NE PAS OUBLIER!, DO NOT FORGET!, NICHT ZU VERGESSEN!

La classe II D del Liceo Linguistico ha partecipato con grande sensibilità all’organizzazione della giornata, realizzando una serie di lavori: disegni, testi, mostre fotografiche, reading di poesie, che hanno illustrato in maniera esaustiva e toccante il dramma della Shoah. Slogan della manifestazione la frase: "Per non dimenticare”, gridata in tutte le lingue: NE PAS OUBLIER!, DO NOT FORGET!,  NICHT ZU VERGESSEN!.

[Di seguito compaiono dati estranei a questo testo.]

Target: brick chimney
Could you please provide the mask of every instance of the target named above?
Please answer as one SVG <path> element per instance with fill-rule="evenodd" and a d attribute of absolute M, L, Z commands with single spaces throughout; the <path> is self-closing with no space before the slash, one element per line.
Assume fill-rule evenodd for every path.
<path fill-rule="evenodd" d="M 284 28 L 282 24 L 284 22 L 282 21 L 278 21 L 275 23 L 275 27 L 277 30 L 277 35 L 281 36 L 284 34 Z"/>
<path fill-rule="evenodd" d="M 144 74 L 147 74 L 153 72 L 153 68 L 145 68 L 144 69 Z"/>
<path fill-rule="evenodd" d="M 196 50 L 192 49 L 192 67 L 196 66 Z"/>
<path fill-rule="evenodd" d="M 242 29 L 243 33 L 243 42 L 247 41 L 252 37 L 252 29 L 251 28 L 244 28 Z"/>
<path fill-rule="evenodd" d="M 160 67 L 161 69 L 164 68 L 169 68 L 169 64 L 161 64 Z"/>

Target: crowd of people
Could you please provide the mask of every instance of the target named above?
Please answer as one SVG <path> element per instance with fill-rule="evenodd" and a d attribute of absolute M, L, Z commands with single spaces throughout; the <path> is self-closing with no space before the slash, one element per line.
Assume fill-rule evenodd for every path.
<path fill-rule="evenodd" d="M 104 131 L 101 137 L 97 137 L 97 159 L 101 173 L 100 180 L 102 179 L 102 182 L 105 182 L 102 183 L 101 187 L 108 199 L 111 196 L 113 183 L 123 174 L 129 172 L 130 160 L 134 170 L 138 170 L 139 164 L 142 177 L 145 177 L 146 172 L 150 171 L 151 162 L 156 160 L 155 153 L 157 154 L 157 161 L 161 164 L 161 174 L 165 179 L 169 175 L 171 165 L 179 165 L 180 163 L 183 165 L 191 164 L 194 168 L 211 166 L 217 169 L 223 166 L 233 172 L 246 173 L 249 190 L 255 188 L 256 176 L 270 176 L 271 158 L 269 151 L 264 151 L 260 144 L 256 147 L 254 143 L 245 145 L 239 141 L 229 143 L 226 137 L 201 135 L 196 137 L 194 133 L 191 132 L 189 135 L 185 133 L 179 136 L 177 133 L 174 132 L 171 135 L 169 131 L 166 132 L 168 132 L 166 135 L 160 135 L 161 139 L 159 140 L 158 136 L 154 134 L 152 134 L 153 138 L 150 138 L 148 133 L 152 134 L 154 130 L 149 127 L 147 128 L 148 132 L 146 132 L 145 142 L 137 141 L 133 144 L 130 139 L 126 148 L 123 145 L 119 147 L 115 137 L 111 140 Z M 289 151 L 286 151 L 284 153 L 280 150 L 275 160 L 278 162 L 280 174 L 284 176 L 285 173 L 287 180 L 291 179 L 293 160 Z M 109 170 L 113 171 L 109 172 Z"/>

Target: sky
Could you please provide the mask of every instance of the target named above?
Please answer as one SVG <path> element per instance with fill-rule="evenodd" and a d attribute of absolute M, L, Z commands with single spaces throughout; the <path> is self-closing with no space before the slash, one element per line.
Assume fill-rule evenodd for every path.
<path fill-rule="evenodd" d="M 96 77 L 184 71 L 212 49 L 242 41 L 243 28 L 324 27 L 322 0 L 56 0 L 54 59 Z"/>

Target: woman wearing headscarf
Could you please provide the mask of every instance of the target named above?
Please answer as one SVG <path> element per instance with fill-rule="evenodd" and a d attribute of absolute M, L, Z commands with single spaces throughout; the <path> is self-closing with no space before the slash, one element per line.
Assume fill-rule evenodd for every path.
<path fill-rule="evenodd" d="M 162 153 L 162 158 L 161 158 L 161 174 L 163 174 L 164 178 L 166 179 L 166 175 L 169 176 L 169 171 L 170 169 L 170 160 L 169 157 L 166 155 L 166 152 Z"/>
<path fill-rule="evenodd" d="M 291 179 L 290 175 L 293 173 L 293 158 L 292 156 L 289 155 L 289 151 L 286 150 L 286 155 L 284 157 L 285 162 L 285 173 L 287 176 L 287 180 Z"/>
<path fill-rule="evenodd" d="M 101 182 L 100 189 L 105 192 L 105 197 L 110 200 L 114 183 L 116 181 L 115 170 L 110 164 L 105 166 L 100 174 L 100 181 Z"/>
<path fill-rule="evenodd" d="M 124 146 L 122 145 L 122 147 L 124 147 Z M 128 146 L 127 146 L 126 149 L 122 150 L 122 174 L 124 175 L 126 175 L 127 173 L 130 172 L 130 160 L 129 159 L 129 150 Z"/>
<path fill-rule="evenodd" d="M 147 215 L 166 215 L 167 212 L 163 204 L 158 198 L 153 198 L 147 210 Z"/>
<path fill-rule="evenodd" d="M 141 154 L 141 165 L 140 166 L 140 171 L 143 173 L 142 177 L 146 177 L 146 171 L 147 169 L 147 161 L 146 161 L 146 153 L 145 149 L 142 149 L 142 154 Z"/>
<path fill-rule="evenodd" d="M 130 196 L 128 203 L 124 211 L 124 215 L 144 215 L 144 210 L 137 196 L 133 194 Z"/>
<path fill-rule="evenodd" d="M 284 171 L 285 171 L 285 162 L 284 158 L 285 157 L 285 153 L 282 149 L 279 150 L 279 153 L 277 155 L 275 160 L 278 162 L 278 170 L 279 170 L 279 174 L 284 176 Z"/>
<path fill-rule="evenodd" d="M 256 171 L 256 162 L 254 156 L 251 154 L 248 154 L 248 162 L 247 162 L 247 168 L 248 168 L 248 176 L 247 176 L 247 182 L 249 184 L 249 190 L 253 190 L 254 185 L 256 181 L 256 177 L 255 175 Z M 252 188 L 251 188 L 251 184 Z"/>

Immagini vecchie e nuove si sono sovrapposte in accostamenti insoliti, ma ricchi di rispondenze ed analogie: simboli rurali, un vecchio forno e del filo spinato, si sono rivestiti della valenza macabra legata alla morte e alla prigionia. Tra le fila di quel ferro le dita di mani giovani, imbrigliate, hanno rappresentato la disumanità di un voler negare la vita. I giovani del “Parmenide” hanno detto no, scrivendo: “la fiamma della memoria illumina il ricordo dei dimenticati”,” …c’è bisogno che ognuno dia voce ad un bimbo che grida affamato”, “ il ricordo è il presupposto per un futuro migliore”.

I lavori sulla “Giornata della memoria” sono stati curati dalla prof. Santa Aiello docente di Italiano.